Through the trying times in my life, my dad hasn’t always been able to deliver the hallmark moments you see on TV, or read about in books. He’s definitely not the dad in that gum commercial that folded all of those paper cranes out of gum wrappers (then we all cried). He was a great dad, taught me a lot about hard work, how to drive a stick shift, how to solve for x, and that succeeding in life is the only option. What he didn’t always have was empathy, or he couldn’t vocalize it. For example: when I called him to tell him what happened with my ex husband, he said “I told you so.” He said I should have waited to get married, he said he knew he wasn’t the right person for me. All the things you don’t need your dad to say to you when you call to tell him the person you thought you loved most in this world actually sucks. All I wanted him to say was: “I’m so sorry, I will kill him”. I realized a long time ago that my dad would never be that dad that knows what to say when I cry, or go through these wild emotions.
He has his moments though. Last week on the phone we talked for awhile. Sometimes our conversations are trivial, about the weather or what not. Sometimes we talk about things of substance. I’m sure everyone’s dad is like that, but I don’t know. We talk about the weather more than any other subject most likely. On our call last week we talked about my move. How it was going, how I was feeling. Even talked about how dating was going—not well mind you, I’ll write about that soon. He said something though that really reminded me that he is that supportive, loving Dad. Just in a different way. He said “Don’t look back” when we got off the phone. Of course I cried but it was right when we hung up so I don’t think he heard me.
I needed that reminder. Because last week I almost called my ex husband. DON’T FUCKING AS ME WHY. I know it’s stupid. I had that dramatic feeling where I thought “no one understands me like he does”. All I wanted was to call and hear his voice, have a Christmas miracle happen where he apologizes for everything he did, tells me he loves me and we magically have a life together again. You know how mad it makes me to even type that? I can’t lie to you though, I won’t lie to you. Then what is the point of this? I wanted to wrap my arms around that piece of crap dude, tell him we can work it out as long as he loves me, and skip off on the yellow brick road. I thought about the last time I kissed him, and how it still gave me butterflies. That is so fucked up. (As Long As You Love Me: Backstreet Boys playing in the background) I think that stupid Selena Gomez Song “I’d Go Back To You” played on the radio too many times that week or something. Loneliness gets the best of us sometimes, but you have to just say NO BITCH. (In this case it was to myself)

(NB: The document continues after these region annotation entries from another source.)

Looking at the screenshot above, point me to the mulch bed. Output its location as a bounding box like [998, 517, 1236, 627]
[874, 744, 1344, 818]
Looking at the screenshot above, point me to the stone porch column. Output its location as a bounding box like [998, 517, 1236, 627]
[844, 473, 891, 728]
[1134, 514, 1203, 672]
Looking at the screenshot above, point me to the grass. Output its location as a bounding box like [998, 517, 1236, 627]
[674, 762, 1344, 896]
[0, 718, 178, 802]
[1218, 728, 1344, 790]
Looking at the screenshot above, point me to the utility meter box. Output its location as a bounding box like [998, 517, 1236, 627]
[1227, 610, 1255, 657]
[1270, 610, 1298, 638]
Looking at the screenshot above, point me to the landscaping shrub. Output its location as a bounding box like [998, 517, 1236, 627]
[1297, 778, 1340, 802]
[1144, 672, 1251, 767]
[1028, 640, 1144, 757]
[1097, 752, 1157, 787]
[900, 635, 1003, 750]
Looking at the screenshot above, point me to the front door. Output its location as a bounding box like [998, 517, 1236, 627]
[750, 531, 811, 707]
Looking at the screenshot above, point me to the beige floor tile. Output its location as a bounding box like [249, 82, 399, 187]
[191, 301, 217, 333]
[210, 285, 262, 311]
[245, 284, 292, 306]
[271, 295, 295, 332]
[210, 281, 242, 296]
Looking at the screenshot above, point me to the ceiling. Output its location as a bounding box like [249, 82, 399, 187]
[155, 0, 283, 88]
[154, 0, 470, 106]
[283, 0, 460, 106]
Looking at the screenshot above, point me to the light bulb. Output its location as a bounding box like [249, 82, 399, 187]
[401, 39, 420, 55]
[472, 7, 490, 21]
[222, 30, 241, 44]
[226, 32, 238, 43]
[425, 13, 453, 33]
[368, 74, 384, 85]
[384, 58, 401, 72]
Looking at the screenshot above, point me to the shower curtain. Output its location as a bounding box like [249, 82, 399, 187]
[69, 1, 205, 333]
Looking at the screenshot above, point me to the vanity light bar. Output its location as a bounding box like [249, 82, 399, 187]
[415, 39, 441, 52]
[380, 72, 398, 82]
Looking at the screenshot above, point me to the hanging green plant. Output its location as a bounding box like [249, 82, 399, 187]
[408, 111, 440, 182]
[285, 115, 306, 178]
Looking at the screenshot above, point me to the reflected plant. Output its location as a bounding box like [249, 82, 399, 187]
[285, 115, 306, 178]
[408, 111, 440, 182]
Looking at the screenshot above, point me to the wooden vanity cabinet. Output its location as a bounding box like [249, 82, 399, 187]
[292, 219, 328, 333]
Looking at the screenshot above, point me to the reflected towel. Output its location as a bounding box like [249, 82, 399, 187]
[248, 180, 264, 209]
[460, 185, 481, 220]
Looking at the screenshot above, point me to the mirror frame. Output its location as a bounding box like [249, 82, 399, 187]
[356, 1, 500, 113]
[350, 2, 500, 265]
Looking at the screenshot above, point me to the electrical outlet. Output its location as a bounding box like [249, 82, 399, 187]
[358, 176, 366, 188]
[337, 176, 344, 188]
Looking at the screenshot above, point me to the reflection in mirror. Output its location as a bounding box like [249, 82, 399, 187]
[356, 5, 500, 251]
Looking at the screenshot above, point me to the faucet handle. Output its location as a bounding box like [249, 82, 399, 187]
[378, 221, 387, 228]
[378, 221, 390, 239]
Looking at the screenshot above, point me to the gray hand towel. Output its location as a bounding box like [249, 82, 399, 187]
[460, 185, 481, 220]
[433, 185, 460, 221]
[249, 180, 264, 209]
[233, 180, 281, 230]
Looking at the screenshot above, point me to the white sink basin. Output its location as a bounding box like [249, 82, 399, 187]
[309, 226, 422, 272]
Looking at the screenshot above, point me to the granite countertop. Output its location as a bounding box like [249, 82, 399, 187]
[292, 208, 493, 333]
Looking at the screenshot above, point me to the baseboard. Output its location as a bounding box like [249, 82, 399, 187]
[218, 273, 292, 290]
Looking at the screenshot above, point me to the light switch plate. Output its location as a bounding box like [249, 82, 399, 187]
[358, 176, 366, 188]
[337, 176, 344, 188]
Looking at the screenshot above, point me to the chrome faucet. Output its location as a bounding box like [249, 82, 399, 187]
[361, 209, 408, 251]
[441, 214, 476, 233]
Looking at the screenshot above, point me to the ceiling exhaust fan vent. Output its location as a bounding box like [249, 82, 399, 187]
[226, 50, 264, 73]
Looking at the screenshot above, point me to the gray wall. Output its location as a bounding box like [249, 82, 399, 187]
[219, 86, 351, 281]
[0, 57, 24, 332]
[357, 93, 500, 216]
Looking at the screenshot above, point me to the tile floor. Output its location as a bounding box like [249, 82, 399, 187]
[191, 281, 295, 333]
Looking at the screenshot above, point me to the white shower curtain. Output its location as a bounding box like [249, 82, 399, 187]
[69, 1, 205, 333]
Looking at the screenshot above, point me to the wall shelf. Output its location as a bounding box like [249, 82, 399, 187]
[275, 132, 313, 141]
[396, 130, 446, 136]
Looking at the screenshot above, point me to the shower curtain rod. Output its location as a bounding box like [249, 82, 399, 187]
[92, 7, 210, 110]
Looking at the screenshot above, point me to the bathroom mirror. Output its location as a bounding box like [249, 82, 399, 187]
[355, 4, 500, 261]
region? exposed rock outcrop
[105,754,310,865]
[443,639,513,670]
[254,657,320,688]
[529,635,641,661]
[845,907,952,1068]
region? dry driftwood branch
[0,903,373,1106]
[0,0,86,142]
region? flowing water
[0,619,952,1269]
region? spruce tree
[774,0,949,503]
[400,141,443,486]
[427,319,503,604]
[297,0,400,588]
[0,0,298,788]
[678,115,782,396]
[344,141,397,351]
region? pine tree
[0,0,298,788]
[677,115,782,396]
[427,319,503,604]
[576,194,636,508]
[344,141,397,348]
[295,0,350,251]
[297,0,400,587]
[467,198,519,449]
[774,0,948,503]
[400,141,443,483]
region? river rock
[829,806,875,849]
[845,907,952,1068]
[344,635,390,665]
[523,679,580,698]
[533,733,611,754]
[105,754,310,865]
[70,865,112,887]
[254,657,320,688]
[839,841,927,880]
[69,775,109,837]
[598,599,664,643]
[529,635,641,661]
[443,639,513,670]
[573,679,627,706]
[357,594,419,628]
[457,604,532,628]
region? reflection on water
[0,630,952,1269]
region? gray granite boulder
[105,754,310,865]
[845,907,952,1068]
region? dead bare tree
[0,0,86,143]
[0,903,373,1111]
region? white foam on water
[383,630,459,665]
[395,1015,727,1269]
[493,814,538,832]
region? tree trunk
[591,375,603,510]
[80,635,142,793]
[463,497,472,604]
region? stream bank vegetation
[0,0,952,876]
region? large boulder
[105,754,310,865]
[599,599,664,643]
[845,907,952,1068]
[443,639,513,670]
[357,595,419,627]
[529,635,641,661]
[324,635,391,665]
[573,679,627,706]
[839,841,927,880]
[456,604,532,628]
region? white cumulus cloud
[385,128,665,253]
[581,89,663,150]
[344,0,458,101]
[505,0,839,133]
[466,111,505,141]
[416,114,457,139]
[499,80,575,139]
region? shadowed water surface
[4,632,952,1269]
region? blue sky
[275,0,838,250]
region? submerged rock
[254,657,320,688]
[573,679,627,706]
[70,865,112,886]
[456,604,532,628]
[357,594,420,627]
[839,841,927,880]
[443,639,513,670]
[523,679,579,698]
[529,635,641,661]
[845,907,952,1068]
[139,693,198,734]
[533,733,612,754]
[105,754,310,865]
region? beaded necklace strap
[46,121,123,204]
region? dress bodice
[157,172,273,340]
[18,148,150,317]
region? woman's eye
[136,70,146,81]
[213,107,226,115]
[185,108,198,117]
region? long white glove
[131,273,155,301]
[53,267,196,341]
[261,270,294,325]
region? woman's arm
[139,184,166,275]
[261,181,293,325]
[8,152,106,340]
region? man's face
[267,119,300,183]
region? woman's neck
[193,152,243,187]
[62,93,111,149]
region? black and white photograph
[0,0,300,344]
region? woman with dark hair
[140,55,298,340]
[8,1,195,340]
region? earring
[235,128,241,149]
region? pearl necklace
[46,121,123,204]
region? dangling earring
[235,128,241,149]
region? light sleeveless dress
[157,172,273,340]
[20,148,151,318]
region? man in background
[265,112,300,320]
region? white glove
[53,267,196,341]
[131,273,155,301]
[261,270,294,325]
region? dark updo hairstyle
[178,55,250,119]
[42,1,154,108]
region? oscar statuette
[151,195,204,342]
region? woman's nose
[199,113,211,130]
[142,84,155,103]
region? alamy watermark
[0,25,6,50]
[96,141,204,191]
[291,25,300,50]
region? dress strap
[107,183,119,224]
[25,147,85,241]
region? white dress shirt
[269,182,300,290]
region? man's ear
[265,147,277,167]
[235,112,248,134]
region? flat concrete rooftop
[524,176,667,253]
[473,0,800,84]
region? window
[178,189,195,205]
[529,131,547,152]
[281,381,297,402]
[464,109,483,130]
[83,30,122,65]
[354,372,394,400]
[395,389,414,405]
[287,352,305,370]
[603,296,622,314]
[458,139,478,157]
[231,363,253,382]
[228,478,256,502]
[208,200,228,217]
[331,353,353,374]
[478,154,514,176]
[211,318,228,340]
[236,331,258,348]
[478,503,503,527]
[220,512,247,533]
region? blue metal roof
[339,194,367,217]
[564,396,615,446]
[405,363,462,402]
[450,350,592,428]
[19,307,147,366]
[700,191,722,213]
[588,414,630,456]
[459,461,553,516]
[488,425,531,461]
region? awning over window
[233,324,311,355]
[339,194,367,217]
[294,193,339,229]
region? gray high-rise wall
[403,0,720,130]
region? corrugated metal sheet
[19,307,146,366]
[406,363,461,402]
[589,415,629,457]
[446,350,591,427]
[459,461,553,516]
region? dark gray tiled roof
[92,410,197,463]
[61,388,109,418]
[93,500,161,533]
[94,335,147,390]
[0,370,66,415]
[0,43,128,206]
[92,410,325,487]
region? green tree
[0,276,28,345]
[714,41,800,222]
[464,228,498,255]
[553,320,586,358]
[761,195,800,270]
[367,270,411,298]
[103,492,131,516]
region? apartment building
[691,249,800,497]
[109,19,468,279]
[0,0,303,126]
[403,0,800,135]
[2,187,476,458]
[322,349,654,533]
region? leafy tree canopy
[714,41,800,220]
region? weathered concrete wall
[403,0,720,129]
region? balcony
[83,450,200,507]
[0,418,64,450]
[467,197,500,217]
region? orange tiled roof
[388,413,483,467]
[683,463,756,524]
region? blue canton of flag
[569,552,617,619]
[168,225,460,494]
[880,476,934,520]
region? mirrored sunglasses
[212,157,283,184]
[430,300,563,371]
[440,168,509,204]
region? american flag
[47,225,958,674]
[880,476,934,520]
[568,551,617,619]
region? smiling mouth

Here’s the deal people, it happens. You can’t beat yourself up. Lucky us though, my Dad comes in clutch when he least realizes it to remind us “Don’t Look Back” before I call my poopy ex-husband. Or before you compromise your self-worth to call yours. Nothing back there is tempting enough to get me to derail off the beautiful life I am creating for myself. Looking back would dim that bright ass light I work so hard to keep shining each and every day.